Nicht von Pappe

Reden wir über den Volkssport #1. Nein, nicht Fußball, sondern Online Shopping. Nehmen wir noch den klassischen Versandhandel mit Katalogen hinzu: Wir klicken. Wir bestellen. Es wird geliefert. Worin?

Natürlich. Jahr für Jahr „produziert“ der durchschnittliche Deutsche laut Umweltbundesamt mehr als 220 Kilo Verpackungsmüll, circa die Hälfte davon Wellpappe, Papier und Karton. Die meisten Päckchen und Pakete, die der Paketbote bringt, kommen in der gewellten Pappe geschachtelt. Und jedes vierte Kilo Verpackung aus Papier, Pappe und Karton ist an einen Privathaushalt adressiert. In den letzten zehn Jahren ist die Menge um 30 Prozent gestiegen, hauptsächlich durch den explosiv sich entwickelnden Online- und Versandhandel.

Anders als der Plastikmüll, dessen Verteufelung gerade in Mode gekommen ist, müllt der Papier- und Kartonabfall noch weitgehend unterhalb der medialen und privaten Wahrnehmungs- und Empörungsschwelle still und leise vor sich hin. Die Altpapier-Tonnen (sofern vorhanden) quellen schon lange vor den Häusern über, aber dazu gibt es noch keine mediale Empörungsprosa oder skandinavische Poster-Teenager (nichts gegen Greta). Plastik ist geächtet, Pappabfall dagegen gilt als Kavaliersdelikt.

Dabei killt auch Pappe massenhaft Ressourcen. Doch wie das urbane Kind nicht mehr weiß, dass die Milch von der Kuh stammt, weiß mancher moderne Online-Besteller nicht mehr, dass Papier woraus nochmal besteht?

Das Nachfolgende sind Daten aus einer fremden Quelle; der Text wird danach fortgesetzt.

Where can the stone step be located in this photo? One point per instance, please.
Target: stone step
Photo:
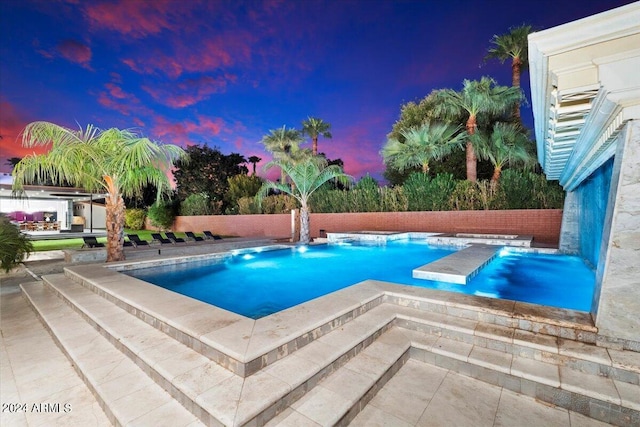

Da war doch was. Bäume. Richtig. Wir toben los, wenn die Brasilianer die Lunge der Erde brandroden, aber hat schon mal jemand nachgerechnet, wieviel Bäume er oder sie allein mit seinen Päckchen jährlich auf dem Gewissen hat?

Auch Pappe, Papier und Karton verschleißen Ressourcen, benötigen massenhaft Energie für die Herstellung, bei der gleich doppelt Treibhausgase anfallen. Zum einen bei der eigentlichen Herstellung, zum anderen via Opportunitätskosten: Ein gefällter Baum bindet kein CO2 mehr. Wir bräuchten unseren Wald eigentlich zum Atmen, nicht zum Wegschmeißen im Papiermüll.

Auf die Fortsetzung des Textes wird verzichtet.